Allora gli dissero: “I discepoli di Giovanni digiunano spesso e fanno preghiere, così pure i discepoli dei farisei; i tuoi invece mangiano e bevono!”. Gesù rispose loro: “Potete forse far digiunare gli invitati a nozze quando lo sposo è con loro? Ma verranno giorni quando lo sposo sarà loro tolto: allora in quei giorni digiuneranno”. Diceva loro anche una parabola: “Nessuno strappa un pezzo da un vestito nuovo per metterlo su un vestito vecchio; altrimenti il nuovo lo strappa e al vecchio non si adatta il pezzo preso dal nuovo. E nessuno versa vino nuovo in otri vecchi; altrimenti il vino nuovo spaccherà gli otri, si spanderà e gli otri andranno perduti. Il vino nuovo bisogna versarlo in otri vuoti. Nessuno poi che beve il vino vecchio desidera il nuovo, perché dice: “Il vecchio è gradevole!””.
Il digiuno è abbondantemente presente nella vita monastica. Può stridere il fatto che Dio abbia preparato il mondo come un banchetto imbandito. Ne consegue che noi dobbiamo ricevere i suoi doni con gratitudine. Tutto si chiarisce osservando i motivi per cui veniva praticato il digiuno.
La prima ragione ed è la principale per digiunare, è la carità.
Tanti muoiono di fame, e chi vive nell’abbondanza, rinuncia volentieri a qualche boccone in favore degli altri. L’altra ragione è una verità evidente: i bisogni della vita non sono così elevati e basta poco per vivere. Se ne rende conto chi, dopo anni di esagerazioni, riesce a governare la propria alimentazione spesso riconoscendo: “sono stato per anni schiavo di quell’ipocrita del mio stomaco!”

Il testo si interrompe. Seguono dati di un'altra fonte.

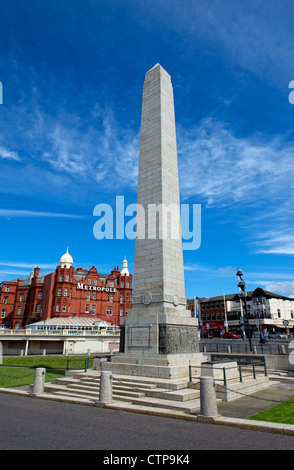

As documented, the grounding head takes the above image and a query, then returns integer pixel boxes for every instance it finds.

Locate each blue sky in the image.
[0,0,294,298]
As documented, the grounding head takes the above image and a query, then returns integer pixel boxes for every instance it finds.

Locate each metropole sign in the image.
[77,282,116,292]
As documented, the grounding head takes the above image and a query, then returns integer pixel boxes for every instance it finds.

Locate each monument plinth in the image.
[103,64,203,378]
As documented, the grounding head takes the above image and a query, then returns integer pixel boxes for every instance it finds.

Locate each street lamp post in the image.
[236,269,252,351]
[222,289,228,333]
[255,300,262,343]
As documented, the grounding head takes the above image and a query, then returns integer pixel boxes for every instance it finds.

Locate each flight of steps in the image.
[44,371,200,413]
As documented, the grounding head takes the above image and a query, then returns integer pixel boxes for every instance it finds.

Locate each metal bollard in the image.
[198,377,219,418]
[31,367,46,396]
[99,371,112,403]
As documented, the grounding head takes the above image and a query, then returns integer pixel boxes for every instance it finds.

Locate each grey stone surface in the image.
[32,367,46,395]
[99,371,113,403]
[103,64,203,378]
[200,376,218,418]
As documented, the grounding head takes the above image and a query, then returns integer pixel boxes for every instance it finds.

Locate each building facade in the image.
[188,288,294,336]
[0,250,132,329]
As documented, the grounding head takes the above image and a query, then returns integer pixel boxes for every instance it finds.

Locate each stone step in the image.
[80,378,156,392]
[44,384,144,400]
[54,390,132,403]
[145,388,200,402]
[122,396,200,413]
[67,384,145,397]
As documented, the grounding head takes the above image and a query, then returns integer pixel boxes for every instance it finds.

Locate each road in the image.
[0,393,294,454]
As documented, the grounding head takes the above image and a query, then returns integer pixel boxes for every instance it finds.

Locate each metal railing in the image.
[189,363,267,387]
[66,357,90,372]
[199,340,283,355]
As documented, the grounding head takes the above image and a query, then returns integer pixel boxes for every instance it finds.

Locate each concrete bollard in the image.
[99,371,112,403]
[31,367,46,396]
[198,377,219,418]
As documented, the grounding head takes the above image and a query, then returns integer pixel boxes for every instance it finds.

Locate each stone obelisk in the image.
[104,64,202,378]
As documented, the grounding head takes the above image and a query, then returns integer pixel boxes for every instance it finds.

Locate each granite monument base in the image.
[102,308,206,379]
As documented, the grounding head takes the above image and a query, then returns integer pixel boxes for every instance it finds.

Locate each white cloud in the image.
[264,281,294,297]
[0,209,86,219]
[0,146,20,161]
[253,227,294,255]
[178,119,294,209]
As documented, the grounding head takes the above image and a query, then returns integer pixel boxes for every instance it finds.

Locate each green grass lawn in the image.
[0,356,93,388]
[249,398,294,424]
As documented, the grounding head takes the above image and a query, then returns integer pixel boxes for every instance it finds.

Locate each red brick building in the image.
[0,250,132,329]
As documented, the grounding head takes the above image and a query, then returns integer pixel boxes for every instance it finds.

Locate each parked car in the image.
[268,333,287,339]
[222,331,240,339]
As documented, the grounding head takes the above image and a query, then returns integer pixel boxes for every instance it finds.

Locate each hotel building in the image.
[0,250,132,329]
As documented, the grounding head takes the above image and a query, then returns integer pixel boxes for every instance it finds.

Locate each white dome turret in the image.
[60,247,73,268]
[120,257,129,276]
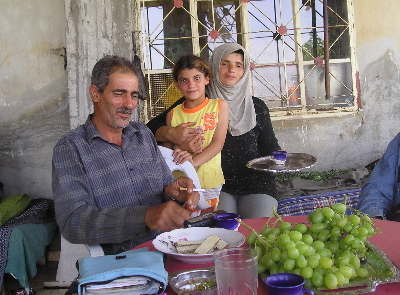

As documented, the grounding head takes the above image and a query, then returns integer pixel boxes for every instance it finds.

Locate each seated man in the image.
[357,133,400,219]
[53,56,199,254]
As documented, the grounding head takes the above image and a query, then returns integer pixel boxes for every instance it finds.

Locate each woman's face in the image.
[219,53,244,86]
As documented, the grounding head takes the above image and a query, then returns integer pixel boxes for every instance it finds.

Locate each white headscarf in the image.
[207,43,256,136]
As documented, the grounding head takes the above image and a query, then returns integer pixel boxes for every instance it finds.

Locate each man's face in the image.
[90,71,139,129]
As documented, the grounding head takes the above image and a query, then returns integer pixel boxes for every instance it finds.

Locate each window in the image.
[141,0,357,117]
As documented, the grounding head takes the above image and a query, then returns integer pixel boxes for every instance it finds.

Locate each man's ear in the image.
[89,85,100,102]
[204,76,210,85]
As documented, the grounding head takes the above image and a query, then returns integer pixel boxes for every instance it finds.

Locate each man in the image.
[53,56,199,254]
[357,133,400,220]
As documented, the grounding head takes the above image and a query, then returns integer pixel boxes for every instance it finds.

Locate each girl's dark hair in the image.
[172,54,211,81]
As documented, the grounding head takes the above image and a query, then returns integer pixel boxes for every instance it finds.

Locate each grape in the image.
[356,268,368,278]
[319,257,333,269]
[311,271,324,287]
[349,214,361,225]
[271,247,282,261]
[324,273,338,290]
[322,207,335,219]
[339,265,353,279]
[294,223,308,234]
[301,266,313,279]
[241,199,379,289]
[296,255,307,268]
[331,203,346,214]
[301,234,314,246]
[283,258,296,270]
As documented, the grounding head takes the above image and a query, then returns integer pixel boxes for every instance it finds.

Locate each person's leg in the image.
[218,192,238,213]
[238,194,278,219]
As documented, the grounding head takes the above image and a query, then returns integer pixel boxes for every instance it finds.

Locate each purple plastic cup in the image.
[264,273,314,295]
[214,213,240,230]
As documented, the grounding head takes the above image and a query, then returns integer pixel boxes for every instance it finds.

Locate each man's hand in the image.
[145,201,191,232]
[165,176,200,210]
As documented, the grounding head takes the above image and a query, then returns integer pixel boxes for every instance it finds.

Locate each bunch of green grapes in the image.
[242,203,379,289]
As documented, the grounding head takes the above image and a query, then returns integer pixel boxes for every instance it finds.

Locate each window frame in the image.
[139,0,361,118]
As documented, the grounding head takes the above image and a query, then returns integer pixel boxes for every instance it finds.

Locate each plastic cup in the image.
[272,151,287,165]
[214,213,240,231]
[214,248,258,295]
[264,273,314,295]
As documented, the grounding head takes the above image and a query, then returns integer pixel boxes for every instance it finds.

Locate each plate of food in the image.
[153,227,246,263]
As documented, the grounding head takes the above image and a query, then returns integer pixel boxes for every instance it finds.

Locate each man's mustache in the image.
[116,108,133,115]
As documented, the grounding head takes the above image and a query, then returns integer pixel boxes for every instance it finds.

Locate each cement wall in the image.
[0,0,69,198]
[0,0,400,197]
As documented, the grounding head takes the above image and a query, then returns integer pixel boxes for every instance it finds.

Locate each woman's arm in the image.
[193,99,229,167]
[253,97,281,156]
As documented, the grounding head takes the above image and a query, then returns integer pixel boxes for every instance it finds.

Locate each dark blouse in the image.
[147,97,280,198]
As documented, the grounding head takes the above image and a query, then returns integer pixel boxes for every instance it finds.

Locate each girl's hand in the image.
[172,148,193,165]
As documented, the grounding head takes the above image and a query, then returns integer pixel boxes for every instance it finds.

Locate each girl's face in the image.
[175,69,210,103]
[219,53,244,86]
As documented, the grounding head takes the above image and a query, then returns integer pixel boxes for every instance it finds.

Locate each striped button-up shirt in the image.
[53,116,174,254]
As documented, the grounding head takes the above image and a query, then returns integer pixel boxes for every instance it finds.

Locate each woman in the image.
[147,43,280,219]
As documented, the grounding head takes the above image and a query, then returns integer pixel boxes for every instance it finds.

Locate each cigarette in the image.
[180,187,205,192]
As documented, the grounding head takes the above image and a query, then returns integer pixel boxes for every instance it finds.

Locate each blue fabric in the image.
[357,133,400,216]
[78,248,168,294]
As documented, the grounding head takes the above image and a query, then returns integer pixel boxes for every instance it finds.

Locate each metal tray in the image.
[247,153,317,172]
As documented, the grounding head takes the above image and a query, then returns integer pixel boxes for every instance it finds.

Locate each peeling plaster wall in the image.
[0,0,400,197]
[0,0,69,198]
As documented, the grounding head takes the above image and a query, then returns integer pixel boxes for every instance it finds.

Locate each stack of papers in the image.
[82,276,160,295]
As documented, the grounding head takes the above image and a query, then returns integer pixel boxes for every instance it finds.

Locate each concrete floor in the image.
[4,261,67,295]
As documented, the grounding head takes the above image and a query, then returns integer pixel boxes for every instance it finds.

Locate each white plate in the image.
[153,227,246,263]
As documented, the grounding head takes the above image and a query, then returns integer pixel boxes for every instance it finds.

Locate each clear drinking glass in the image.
[214,248,258,295]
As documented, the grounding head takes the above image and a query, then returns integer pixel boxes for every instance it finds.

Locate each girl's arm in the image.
[192,99,229,167]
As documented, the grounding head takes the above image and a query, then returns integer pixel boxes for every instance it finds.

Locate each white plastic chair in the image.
[158,146,210,210]
[56,235,104,286]
[52,146,210,287]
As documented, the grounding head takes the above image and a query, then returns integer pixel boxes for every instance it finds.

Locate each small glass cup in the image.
[214,248,258,295]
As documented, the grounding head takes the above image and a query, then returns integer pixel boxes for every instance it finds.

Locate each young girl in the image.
[166,54,229,208]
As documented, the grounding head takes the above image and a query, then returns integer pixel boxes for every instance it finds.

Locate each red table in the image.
[139,215,400,295]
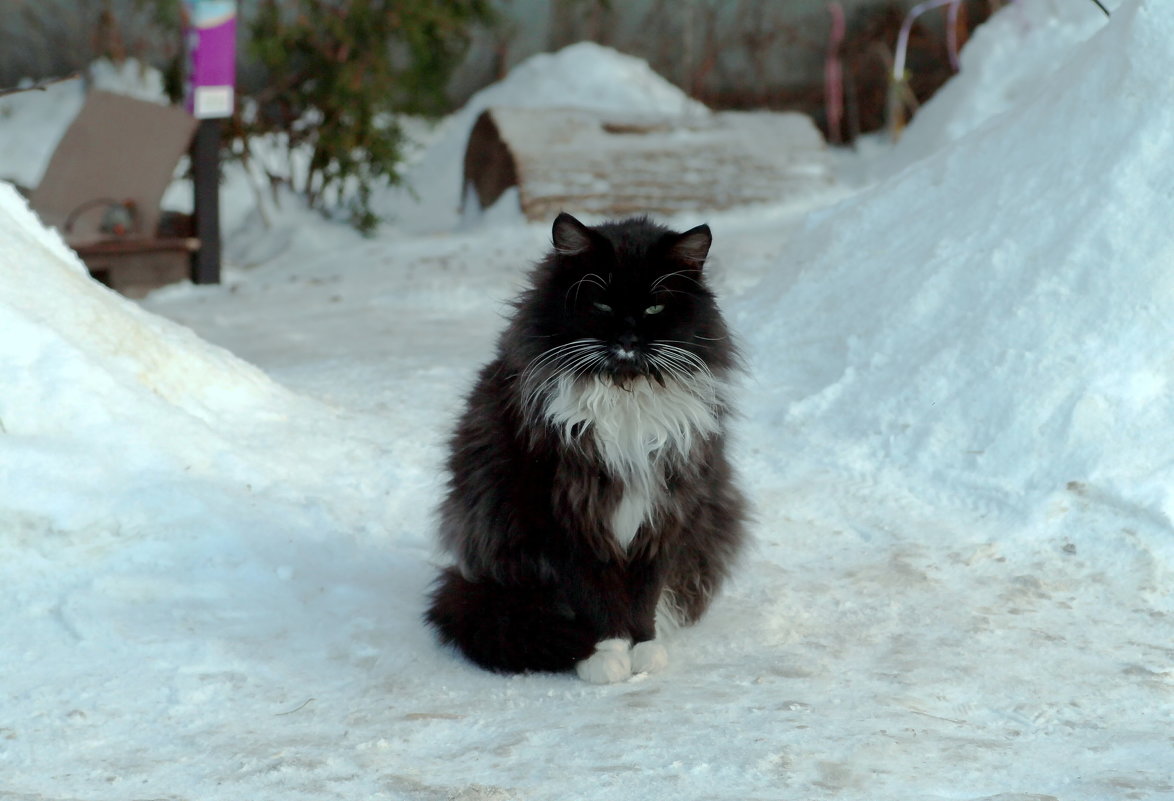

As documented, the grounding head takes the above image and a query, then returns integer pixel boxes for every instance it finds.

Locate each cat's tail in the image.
[424,567,599,673]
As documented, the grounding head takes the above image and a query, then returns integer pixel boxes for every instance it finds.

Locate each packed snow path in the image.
[0,0,1174,801]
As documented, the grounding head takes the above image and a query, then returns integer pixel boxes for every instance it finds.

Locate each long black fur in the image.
[425,214,744,673]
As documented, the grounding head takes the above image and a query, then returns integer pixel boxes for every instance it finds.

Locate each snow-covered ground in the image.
[0,0,1174,801]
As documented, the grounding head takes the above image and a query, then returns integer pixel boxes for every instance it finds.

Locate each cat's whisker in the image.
[564,272,607,304]
[649,270,702,291]
[657,337,710,349]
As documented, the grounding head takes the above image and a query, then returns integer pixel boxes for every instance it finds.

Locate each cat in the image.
[425,213,745,684]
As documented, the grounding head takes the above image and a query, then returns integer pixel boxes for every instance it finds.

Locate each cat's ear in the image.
[551,211,592,256]
[668,226,714,270]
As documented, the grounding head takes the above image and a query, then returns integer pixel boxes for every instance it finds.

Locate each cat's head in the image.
[519,214,734,385]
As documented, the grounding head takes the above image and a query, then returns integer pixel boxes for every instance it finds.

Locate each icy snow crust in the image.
[0,0,1174,801]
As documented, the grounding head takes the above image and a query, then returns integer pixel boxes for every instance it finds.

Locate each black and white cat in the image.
[426,214,744,684]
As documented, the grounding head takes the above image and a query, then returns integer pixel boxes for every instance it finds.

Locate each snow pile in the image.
[881,0,1114,171]
[0,177,403,531]
[376,42,707,233]
[743,0,1174,549]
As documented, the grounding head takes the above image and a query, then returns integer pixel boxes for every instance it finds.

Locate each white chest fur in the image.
[546,378,718,548]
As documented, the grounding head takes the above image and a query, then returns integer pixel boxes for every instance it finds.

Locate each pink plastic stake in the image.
[823,0,844,144]
[946,0,962,72]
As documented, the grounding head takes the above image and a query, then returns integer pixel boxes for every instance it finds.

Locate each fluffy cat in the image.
[425,214,744,684]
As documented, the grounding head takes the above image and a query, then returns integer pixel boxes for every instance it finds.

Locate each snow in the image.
[0,10,1174,801]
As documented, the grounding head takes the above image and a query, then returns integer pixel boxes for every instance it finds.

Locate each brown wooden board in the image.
[463,108,831,220]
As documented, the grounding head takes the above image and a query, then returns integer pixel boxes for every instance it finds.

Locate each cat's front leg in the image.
[626,549,668,673]
[575,637,632,685]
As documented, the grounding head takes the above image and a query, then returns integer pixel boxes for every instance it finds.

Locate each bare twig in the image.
[0,73,81,97]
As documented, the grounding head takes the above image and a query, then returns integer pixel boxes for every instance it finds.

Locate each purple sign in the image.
[183,0,236,120]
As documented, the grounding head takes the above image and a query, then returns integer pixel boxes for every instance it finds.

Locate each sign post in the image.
[183,0,236,284]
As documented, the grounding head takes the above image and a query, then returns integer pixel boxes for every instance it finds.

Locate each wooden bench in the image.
[29,90,200,296]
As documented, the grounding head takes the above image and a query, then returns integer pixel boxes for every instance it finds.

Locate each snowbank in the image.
[742,0,1174,542]
[878,0,1115,174]
[376,42,707,233]
[0,184,294,529]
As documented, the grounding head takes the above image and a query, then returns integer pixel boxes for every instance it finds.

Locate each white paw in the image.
[632,640,668,673]
[575,639,632,685]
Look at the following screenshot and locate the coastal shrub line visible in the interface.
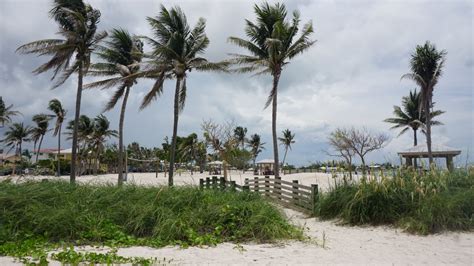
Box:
[0,181,303,262]
[316,168,474,234]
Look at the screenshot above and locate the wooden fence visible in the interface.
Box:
[199,176,318,214]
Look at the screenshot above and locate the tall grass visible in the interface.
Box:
[0,182,301,249]
[317,169,474,234]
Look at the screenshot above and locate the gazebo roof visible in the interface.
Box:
[398,143,461,157]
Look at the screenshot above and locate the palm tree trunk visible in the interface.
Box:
[272,72,280,177]
[413,129,418,169]
[70,62,83,184]
[56,125,62,176]
[425,97,433,164]
[168,78,181,187]
[118,87,130,186]
[281,147,288,167]
[35,135,44,163]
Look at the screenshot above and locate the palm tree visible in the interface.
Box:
[31,114,51,162]
[0,96,21,127]
[141,5,227,186]
[85,29,143,185]
[17,0,107,183]
[402,41,446,165]
[248,134,265,167]
[384,90,444,146]
[90,115,118,174]
[48,99,66,176]
[229,3,315,177]
[278,129,295,166]
[234,126,247,149]
[1,123,31,174]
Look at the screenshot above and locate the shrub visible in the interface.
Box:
[317,169,474,234]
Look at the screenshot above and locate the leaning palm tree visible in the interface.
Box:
[247,134,265,167]
[141,6,227,186]
[384,90,444,146]
[31,114,51,162]
[17,0,107,183]
[402,41,446,165]
[85,29,143,185]
[234,126,247,149]
[1,123,31,174]
[0,96,21,127]
[229,3,315,177]
[278,129,295,166]
[48,99,66,176]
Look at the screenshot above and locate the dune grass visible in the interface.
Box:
[0,181,302,262]
[317,168,474,234]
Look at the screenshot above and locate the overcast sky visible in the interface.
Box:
[0,0,474,165]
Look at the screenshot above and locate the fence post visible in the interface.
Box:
[219,176,226,190]
[212,176,217,189]
[265,176,270,196]
[311,184,318,214]
[292,180,299,204]
[273,176,282,200]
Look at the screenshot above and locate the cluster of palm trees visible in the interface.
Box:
[384,41,446,167]
[0,97,117,176]
[17,0,314,186]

D’altro canto è l’amore verso il prossimo che ci porta a tavola con gli amici, per fare giustamente festa in circostanze felici e oneste, anche senza un vero desiderio. Così faceva Gesù stesso!
Digiunò per quaranta giorni, ma prendeva parte spesso ai banchetti, e spendeva parole buone e aderenti al bene per la singola persona che gli si poneva innanzi.
Quando Gesù predicava, la gente correva ad ascoltarlo. Era un programma di vita nuovo ed inconsueto, corrispondente ai bisogni intimi del cuore della gente.
Essa però continuava a vivere e a giudicare come prima. Quindi accoglieva il nuovo, ma senza toccare la vecchia struttura umana. Praticamente poneva vino nuovo, in otri vecchi.
La stessa cosa si ripete oggi giorno così come allora: Il messaggio del vangelo brilla per un momento, ma poi lascia il tempo che trova.
Il rimedio ignaziano è il metodo del “plantear el problema“, cioè porsi di fronte al problema massimo quello della morte. Si inizia nei suoi Esercizi, affrontando la “massima questione“ che non consente autentiche fughe. Dopo di che, una serie di meditazioni impregnano la sensibilità umana lì dove sta la vera gioia, cioè la persona del Salvatore. Questa trova progressiva conferma al confronto con tutti i dubbi del cuore umano e tutte le culture, nutre la vita del cuore, lo chiarisce sempre e sconfigge anche la morte. Gesù così inizia a trasmettere sentimenti legati allo Spirito Santo e alla sua presenza che ci fa pregustare quell’inconfondibile senso di possesso della vita, come solo lui sa dare: “Io sono la via, la verità e la vita. Nessuno viene al Padre senza di me“ (Gv 14, 6).